The Iran-backed group has been hardened by its long war with Saudi Arabia.


THE HOUTHIS have an ambitious slogan: it includes “death to America, death to Israel”. For decades, that was aspirational. The group was largely limited to fighting its fellow Yemenis and its neighbours on the Arabian peninsula. Yet since October, what was once a scrappy insurgency in desolate northern Yemen has managed to put itself in conflict with both the Middle East’s strongest power and the world’s superpower.


Early on January 12th American and British warplanes bombed dozens of targets in Yemen. More allied strikes could take place. President Joe Biden said: “I will not hesitate to direct further measures.” The strikes followed almost two months of Houthi attacks on commercial shipping in the Red Sea. The group says these are a show of solidarity with Palestinians in Gaza, and that it is only targeting ships with links to Israel (it has also fired missiles at southern Israel). In practice, though, the attacks have been random, seeming to target any vessel that happens to be within range, including American and British warships. Most of the world’s leading container-shipping companies are now avoiding the Red Sea.


Last month America stood up a multinational coalition to secure the waterway, and on January 3rd the coalition gave the Houthis a “final warning”. They responded hours later by detonating a naval drone a few miles away from commercial vessels and American warships, following that up a week later with a barrage against an American carrier group and a British destroyer.


The coalition had valid reason to strike the Houthis: freedom of navigation is a core tenet of international law. To do nothing would be to tolerate the blockade of a waterway that handles perhaps 30% of global container traffic. Hapag-Lloyd, a German container firm, welcomed the action: “The strikes were needed to guarantee the freedom of navigation through a vital sea route.” Whether the strikes will be effective is another matter: the Houthis have proved resilient before.

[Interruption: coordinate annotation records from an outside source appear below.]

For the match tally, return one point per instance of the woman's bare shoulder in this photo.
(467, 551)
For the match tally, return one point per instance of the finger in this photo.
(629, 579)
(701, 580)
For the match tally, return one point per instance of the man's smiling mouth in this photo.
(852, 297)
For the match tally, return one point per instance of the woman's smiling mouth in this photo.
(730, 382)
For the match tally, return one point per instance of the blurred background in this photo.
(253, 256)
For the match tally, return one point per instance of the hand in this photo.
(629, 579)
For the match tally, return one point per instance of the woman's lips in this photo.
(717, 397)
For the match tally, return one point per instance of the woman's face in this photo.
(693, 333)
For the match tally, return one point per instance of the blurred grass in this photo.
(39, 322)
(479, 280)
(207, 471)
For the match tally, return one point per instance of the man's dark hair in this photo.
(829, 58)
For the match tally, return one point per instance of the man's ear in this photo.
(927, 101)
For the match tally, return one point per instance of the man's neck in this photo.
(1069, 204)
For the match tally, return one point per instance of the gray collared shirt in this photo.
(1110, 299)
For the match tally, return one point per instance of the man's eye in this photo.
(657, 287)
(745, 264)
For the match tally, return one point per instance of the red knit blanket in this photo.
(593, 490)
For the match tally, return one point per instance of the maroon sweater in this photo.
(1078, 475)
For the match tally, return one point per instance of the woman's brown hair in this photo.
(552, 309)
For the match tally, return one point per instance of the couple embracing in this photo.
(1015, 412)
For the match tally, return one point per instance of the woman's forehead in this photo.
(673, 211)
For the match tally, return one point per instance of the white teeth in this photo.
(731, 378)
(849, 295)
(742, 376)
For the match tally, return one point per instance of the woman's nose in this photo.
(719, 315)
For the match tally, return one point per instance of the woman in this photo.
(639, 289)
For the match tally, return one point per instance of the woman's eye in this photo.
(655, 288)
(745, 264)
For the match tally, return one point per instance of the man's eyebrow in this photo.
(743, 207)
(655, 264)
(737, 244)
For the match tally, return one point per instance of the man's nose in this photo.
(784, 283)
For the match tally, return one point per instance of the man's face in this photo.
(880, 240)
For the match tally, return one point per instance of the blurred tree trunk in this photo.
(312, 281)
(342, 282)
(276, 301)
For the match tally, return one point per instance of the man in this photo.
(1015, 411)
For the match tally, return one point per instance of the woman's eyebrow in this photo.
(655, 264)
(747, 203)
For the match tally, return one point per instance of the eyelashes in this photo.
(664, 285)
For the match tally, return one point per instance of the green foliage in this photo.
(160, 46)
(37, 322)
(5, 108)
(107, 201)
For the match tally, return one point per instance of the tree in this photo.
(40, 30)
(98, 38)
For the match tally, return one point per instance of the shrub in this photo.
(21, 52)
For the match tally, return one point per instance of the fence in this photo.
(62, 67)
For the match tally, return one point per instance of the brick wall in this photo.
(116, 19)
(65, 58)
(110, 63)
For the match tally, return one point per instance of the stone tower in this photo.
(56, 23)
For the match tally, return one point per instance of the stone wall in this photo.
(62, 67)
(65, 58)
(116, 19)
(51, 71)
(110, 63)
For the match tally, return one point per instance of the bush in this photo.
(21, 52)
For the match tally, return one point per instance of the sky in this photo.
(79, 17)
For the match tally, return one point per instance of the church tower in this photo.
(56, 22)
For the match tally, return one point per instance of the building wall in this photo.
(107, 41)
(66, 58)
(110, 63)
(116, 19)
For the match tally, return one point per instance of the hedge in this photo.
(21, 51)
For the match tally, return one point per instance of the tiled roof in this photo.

Once the instigators of a local Shia rebellion in northern Yemen, the Houthis swept south in 2014 amid the chaos that followed the overthrow of Ali Abdullah Saleh, Yemen’s longtime dictator, and seized most of the country’s big population centres. A Saudi-led coalition invaded in March 2015 to remove them from power and restore the internationally recognised government. At the time, Saudi officials thought they could wrap up the war in six weeks. It turned into a proxy war against Iran, and almost nine years later they are still trying to extract themselves from a quagmire.


The kingdom fought mostly from above, and air strikes proved ineffective at dislodging the Houthis. It left the ground fighting to inept local partners. The United Arab Emirates had more success: it sent thousands of ground troops and trained militias. But it fought primarily in southern Yemen, where the Houthis never enjoyed much support to begin with.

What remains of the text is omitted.